Carefully, I raised my head from the pillow. “The codicil.”
She smiled.
“The Smoker has the codicil?!” Slowly, I let my head fall back on the pillow and shut my eyes. “I don’t understand. You mean she killed Valcovich and took the codicil?”
“I don’t think she killed him. I think she was in love with him, as you observed last night.”
“With my sexless brain.”
“I think she took the codicil after he was murdered, or he had given it to her for safekeeping before he was murdered. The Smoker might be trying to make some money out of her tragedy. Waingrove might’ve sent Erwin there to either pay The Smoker off, or to kill her, or simply to set up a deal to be consummated at a later date. The Smoker is playing a very dangerous game. That’s why she’s on the run. I hope she’s a clever woman. Otherwise, I’m afraid we’ll find her in the same condition as Valcovich.”
“How does Waingrove know Erwin?”
“More importantly, why did they pretend not to know one another? We have a lot of interesting problems.”
“Wonderful. I’m glad we’ve got a lot of interesting problems,” I groaned.
“So am I,” Claire said, delighted. “By the way, while you were sleeping, Victoria Moor called. She and her meretricious mother would like to see us as soon as possible.”
I thought of Ellis Kenilworth, and for the first time my memory didn’t conjure him up in bloody pieces but as the elegant, wistful gentleman I had once worked for, I had once admired, respected. I thought of Bobby Alt’s description of the photograph. I decided I wanted to keep Kenilworth elegant and wistful and a gentleman. Even if it wasn’t true.
“I don’t want to see those two women. I’m not interested in the photograph. Just the codicil.”
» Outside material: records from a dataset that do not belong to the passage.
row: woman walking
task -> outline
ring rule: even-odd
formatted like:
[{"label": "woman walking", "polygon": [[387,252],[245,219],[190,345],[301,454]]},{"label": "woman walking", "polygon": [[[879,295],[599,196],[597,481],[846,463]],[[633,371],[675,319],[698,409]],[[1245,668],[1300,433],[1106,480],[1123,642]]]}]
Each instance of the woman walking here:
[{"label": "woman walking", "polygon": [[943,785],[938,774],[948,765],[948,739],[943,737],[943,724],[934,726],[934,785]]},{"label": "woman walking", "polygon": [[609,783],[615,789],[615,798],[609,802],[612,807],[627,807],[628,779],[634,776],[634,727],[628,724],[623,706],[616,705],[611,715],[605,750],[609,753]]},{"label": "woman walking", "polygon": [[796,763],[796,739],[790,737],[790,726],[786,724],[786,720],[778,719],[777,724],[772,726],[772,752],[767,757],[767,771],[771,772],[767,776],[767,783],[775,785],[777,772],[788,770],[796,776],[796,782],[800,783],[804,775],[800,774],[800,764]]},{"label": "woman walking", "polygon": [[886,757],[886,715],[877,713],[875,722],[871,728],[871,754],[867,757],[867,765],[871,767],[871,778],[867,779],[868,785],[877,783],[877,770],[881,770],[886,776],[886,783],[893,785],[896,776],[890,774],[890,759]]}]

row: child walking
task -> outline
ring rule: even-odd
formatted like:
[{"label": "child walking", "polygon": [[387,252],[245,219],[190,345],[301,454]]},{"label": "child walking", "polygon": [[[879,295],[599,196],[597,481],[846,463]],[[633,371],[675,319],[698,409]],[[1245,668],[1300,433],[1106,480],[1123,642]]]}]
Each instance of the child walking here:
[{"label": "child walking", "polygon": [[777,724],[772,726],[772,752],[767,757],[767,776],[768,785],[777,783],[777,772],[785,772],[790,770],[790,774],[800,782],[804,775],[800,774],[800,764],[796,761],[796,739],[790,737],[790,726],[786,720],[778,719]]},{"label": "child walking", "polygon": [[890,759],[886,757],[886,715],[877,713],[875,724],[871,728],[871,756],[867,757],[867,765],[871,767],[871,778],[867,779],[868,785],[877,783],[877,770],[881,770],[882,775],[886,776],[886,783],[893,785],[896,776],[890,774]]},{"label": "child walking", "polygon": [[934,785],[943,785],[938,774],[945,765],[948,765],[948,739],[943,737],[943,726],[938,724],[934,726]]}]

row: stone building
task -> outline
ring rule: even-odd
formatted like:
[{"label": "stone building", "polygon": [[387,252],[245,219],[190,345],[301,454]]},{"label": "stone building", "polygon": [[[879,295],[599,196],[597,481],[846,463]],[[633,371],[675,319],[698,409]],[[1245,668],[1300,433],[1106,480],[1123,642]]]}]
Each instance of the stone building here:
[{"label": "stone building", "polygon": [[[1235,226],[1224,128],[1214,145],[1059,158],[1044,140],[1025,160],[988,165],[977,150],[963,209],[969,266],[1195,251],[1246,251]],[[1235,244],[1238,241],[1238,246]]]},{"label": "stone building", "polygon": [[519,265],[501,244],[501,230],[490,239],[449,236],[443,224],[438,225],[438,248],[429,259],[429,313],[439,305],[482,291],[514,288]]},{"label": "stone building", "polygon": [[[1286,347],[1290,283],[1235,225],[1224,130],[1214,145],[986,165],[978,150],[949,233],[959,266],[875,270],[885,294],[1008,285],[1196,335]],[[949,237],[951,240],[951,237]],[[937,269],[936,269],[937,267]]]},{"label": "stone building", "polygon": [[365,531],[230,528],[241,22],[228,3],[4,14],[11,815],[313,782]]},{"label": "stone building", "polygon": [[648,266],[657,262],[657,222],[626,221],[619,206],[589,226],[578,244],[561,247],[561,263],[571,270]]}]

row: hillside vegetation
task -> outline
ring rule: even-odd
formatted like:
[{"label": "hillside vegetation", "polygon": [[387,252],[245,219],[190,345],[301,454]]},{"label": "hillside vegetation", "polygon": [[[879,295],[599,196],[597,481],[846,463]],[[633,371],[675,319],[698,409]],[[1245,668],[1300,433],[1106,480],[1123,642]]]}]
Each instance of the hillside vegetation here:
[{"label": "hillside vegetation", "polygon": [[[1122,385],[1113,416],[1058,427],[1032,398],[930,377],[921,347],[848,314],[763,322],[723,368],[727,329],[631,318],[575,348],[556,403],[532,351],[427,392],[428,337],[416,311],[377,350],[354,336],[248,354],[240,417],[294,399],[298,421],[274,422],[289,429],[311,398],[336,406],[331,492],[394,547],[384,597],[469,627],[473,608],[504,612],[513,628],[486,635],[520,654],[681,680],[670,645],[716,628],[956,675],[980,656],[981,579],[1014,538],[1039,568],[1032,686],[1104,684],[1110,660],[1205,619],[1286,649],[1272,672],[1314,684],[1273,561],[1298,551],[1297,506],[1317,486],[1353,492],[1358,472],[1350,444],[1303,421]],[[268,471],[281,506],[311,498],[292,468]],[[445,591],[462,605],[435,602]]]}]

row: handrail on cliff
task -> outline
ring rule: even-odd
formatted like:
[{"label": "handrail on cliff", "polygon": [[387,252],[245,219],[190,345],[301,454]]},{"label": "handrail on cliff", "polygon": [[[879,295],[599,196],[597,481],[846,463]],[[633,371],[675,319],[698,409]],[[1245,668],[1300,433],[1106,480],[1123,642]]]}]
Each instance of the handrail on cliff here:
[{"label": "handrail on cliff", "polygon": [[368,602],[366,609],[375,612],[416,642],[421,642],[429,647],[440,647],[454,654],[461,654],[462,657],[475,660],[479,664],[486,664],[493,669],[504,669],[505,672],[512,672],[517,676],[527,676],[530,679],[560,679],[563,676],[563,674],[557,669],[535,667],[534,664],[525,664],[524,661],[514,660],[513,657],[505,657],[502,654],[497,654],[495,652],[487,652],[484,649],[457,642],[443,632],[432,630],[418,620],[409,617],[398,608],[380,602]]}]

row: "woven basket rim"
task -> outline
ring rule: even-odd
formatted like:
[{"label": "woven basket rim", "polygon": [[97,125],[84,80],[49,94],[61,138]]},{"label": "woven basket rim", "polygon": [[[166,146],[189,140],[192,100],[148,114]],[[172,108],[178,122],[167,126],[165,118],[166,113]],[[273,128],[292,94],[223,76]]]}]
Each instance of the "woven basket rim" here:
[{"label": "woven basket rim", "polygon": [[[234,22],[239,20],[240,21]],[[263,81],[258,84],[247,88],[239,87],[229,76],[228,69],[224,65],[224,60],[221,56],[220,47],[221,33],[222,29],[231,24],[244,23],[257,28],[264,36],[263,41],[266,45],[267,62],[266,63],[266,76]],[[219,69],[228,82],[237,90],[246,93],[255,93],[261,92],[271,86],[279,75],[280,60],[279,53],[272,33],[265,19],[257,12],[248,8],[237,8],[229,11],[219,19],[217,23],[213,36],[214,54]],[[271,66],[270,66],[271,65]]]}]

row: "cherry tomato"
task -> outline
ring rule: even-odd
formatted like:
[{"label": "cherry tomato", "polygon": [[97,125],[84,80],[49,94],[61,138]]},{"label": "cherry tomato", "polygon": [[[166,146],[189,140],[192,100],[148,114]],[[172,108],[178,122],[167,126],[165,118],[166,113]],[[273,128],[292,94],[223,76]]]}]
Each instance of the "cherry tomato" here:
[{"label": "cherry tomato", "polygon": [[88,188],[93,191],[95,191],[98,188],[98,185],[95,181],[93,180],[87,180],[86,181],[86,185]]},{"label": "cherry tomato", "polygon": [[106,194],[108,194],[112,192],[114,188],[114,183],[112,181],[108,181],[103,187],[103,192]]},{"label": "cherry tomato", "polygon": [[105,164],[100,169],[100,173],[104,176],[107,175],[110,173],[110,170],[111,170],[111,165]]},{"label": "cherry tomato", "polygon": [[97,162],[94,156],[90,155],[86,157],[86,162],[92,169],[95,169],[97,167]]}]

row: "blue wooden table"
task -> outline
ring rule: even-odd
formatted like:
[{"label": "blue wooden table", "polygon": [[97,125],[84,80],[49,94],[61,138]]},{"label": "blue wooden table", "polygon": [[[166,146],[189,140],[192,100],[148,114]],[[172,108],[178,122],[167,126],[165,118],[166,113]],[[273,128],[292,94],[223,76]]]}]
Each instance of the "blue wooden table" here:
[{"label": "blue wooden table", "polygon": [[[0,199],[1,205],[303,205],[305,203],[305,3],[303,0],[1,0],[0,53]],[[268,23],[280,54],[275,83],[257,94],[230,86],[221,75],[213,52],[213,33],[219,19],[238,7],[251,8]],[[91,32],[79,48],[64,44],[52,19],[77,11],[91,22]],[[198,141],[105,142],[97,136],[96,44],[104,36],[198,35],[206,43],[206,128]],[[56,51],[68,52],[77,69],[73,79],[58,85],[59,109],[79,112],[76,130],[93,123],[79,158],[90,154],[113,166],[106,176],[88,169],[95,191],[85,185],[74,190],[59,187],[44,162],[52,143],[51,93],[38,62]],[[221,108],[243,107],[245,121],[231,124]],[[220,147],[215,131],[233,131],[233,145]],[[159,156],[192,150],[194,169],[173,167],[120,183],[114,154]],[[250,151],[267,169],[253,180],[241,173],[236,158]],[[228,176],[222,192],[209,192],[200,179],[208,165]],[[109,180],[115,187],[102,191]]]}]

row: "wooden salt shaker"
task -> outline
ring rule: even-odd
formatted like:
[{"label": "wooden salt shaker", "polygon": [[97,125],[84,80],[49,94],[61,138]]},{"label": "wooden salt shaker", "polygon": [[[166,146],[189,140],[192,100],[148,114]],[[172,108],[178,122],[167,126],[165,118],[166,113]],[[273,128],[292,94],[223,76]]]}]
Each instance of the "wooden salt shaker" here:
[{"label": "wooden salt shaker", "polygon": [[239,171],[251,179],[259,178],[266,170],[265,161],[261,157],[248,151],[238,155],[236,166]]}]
Claire stared at the ceiling and said, “The key to all of this is Ellis’s suicide. If we find out why he killed himself, I think everything else will fall into place. You will find, Miss Hill, that when the wealthy steal and murder, it may be under the guise of money, but there are usually complicated familial motivations behind their need for money.”
“What about the poor?”
“They’re different. They have no money.”
My head was beginning to clear. “Wait a minute. If Waingrove sent Erwin to The Smoker’s house, then that means he had to know that Valcovich was dead.”
“So it would seem.”
I sat up. We stared at one another.
“Waingrove murdered Valcovich?” My voice sounded hollow.
“Knowing someone is dead does not necessarily mean you killed them. But it could mean that he knows who did. It could even mean that the murderer asked him for his help. Waingrove seems to enjoy helping the Kenilworths.”
“Judith? Sutton? No, I can’t believe it.”
“They had the most to lose if the codicil were made public. Of course, Waingrove could’ve helped them by killing Valcovich himself.”
“Oh, God, I’m so confused.”
Boulton appeared and announced with a perfectly straight face, “Your bath is ready.”
Groaning, I got out of bed and gasped. I was naked! No, I still had on my beige dress. It was twisted and crumpled like old skin.
“You put me to bed with my clothes on?”
“Miss Hill, count yourself lucky. I was all for dumping you on the side of the Pasadena Freeway. Boulton thought it unwise.”
I looked at Boulton. “Thank you.”
He bowed. The perfect butler.
Claire stood up and stretched. “I feel out of sorts. I always do when I haven’t had a proper breakfast. You will remember to grovel, Miss Hill.”
She strode out the door with Boulton following her.
I staggered into the warm, steamy bathroom. Leaning against the sink, I took a swipe at the misty mirror. There I was. Not a pretty sight. The eye liner, shadow, and mascara I had put on yesterday was smeared in an abstract replica below each eye. My bright-red lipstick was smudged beneath my pale lips as if I had somehow miraculously kissed myself on my chin. A woman should never go to sleep with her makeup on. A woman should never go to bed with her exhusband who is going to marry another woman. A woman should never get involved in murder. A woman should never have a female brain…Oh, hell.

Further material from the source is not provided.